Wait a minute. She got the kayak back.

I think the issue is that it's harder to indict and convict for criminal offenses than it is for someone to retrieve their stolen property.

I would venture a guess that the crime victim would be happy to not be victimized again whether or not the perpetrators were punished. At least, I would be.

I love that Montgomery's FB page lists him as a graduate of the University of Nevada's criminal justice program. *cough*

The person who stole this probably has been involved in, or knows who is involved in, the spate of recent thefts in the same neighborhood.
The authorities know who sold the kayak to Play it Again Sports. They have his information. Selling stolen property, or assisting in doing so, is a crime. That person, Montogomery, either knows who stole it or can identify who sold it to himself.

I guess, 'meanwhile', you could care less about the fact that these people are still out there stealing as long as it doesn't affect you.

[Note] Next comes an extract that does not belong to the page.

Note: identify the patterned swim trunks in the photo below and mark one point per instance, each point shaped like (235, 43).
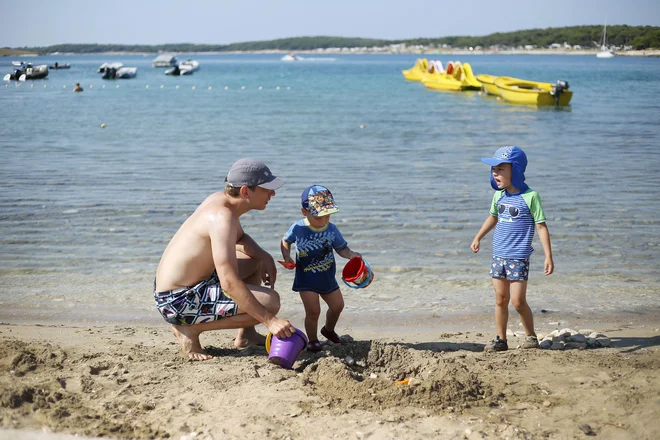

What's that saying about something good coming from something bad...everyone needs to go to Marijean's blog - there is an awesome peach pie recipe!! (Marijean - thanks for sharing your story...glad you got the kayak back!)

Is this the same Brent Montgomery who played lax at AHS?

You mean we can steal kayaks, sell them to Play it Again Sports and then not get prosecuted????

Lock your stuff up. It's money makin' time.

Buppy - Are you sure you didn't leave your goat in the bedroom?